On a typical site visit, visitors will:
- See the youth court in action;
- Meet project staff, who will be available to answer questions;
- Meet the young people who serve on the court to learn about their experiences;
- Obtain sample documents;
- Consider how a youth court might meet the needs of their communities or schools.
Resources for planners and practitioners
The following publications assist planners from inception to implementation:
- Youth Court Planning Guide: A comprehensive framework for starting a school- or community-based youth court from scratch. The guide provides an overview of the youth court model and prompts planners to consider, examine, and decide on all elements of a youth court’s operation, from staffing to referrals to sanctions.
- Youth Court Training Curriculum: A complete curriculum for training young people to serve on a youth court.
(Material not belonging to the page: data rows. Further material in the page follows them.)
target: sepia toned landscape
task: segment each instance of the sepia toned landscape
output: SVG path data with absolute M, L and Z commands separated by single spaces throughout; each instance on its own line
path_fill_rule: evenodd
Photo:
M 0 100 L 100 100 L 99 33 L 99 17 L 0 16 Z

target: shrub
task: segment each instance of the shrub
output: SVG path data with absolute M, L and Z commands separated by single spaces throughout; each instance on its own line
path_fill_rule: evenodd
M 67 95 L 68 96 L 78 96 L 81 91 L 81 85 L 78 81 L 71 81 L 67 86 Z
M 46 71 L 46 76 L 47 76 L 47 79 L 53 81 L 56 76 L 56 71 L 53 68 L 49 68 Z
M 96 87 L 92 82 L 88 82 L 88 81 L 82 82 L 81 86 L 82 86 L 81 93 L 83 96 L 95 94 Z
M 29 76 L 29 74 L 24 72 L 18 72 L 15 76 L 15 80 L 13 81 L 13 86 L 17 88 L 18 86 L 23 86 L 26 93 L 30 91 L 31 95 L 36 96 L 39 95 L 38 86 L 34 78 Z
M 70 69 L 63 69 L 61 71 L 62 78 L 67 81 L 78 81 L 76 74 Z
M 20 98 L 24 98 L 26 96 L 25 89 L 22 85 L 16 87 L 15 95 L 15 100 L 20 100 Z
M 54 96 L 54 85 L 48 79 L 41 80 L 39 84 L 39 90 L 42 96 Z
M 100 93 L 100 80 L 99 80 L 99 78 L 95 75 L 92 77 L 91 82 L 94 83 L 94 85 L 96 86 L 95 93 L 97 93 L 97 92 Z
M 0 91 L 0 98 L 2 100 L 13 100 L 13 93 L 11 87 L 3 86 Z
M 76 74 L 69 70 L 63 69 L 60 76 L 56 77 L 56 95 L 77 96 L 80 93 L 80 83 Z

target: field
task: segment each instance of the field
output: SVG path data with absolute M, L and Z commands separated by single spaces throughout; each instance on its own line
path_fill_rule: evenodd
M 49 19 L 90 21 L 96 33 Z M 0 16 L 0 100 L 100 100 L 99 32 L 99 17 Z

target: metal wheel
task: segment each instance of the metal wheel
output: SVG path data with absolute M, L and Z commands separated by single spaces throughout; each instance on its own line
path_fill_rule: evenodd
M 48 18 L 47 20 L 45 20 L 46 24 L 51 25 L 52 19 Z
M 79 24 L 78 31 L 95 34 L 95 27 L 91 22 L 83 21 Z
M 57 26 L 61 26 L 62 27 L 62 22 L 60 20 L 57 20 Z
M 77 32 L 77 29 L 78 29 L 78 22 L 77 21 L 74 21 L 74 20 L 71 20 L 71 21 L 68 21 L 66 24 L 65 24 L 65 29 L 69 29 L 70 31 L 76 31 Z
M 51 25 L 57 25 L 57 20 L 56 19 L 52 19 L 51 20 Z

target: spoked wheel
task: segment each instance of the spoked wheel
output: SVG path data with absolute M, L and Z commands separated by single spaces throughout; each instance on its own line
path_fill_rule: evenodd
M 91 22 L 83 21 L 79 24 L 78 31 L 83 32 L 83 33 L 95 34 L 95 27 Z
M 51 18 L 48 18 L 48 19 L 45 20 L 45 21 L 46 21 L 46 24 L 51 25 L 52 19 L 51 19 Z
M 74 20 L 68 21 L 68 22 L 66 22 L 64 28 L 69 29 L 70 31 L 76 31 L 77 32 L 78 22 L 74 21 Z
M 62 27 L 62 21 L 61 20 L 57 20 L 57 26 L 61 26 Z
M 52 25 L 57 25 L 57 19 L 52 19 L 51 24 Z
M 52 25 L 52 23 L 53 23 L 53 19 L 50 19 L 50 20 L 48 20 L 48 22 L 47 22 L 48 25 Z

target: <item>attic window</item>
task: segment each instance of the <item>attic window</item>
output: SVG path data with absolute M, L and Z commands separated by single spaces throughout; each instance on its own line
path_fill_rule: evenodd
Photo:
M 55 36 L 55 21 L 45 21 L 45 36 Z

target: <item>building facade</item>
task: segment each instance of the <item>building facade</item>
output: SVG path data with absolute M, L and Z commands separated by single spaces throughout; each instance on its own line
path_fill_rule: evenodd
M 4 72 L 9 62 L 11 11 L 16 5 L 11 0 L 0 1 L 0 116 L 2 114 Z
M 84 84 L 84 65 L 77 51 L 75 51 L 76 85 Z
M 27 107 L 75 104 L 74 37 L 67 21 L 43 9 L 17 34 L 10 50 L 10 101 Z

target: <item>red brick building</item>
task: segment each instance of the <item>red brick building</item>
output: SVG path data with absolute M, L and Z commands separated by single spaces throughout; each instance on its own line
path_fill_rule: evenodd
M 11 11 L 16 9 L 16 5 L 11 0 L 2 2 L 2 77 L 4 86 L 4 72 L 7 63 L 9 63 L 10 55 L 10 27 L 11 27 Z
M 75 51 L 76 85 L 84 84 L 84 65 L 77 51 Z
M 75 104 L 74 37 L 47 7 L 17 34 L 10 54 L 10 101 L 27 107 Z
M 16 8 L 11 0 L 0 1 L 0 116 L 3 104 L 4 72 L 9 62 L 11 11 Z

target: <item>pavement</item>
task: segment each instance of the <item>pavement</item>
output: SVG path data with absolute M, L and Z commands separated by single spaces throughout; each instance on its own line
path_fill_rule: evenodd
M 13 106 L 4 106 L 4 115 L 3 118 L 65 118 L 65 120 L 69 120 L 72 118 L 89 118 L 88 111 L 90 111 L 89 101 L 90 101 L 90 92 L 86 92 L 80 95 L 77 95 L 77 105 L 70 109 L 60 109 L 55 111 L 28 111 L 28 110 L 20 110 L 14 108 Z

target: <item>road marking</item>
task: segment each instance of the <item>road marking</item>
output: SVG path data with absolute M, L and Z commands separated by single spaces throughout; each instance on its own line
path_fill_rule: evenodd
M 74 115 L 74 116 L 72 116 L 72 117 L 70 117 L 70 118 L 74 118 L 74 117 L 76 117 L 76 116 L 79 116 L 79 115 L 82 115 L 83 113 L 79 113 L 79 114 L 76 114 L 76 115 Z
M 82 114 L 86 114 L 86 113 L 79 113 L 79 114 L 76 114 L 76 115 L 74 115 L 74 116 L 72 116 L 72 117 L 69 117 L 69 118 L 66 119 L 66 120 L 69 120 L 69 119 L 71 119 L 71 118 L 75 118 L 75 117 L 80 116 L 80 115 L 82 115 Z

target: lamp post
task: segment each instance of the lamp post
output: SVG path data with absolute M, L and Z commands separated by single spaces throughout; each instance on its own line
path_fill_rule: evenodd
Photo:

The curriculum includes over 23 classroom hours, broken into 50-minute lesson plans.
- Creating a Youth Court Operations Manual: A guide for practitioners and planners: This resource is intended to help existing youth courts document, standardize, and maintain the high quality of their programs and help planners of new youth courts develop all of the policies and procedures necessary for a successful program.
The Center for Court Innovation provides intensive one-on-one assistance in the planning, implementation, and enhancement of youth courts. Assistance is available in five main areas:
1. PRE-PLANNING GUIDANCE
The Center can help communities and schools evaluate whether a youth court program suits their goals and resources. The Center works with planners to identify potential program partners and stake-holders and establish preliminary planning objectives.
2. PROJECT PLANNING
Once the project has been defined, the Center can help planners develop a detailed planning document that spells out the scope and goals of a youth court and outlines its policies and procedures.
3. PROJECT DEVELOPMENT Armed with a clear, detailed idea about how to proceed, the Center can help planners move from concept to implementation by identifying ways to overcome hurdles and obstacles, and devising new ways to engage the community and potential partners.
4. EVALUATION The Center can then help planners evaluate the project by establishing performance measures and measuring the youth courts impact on respondents, volunteer youth participants, and the community. 5. TROUBLESHOOTING Finally, the Center can assist with troubleshooting, helping program managers analyze operations and make mid-course adjustments.
Center for Court Innovation experts provide customized workshops, panels, and trainings to youth development, justice system and education practitioners interested in the principles of youth courts practices and other topics as requested.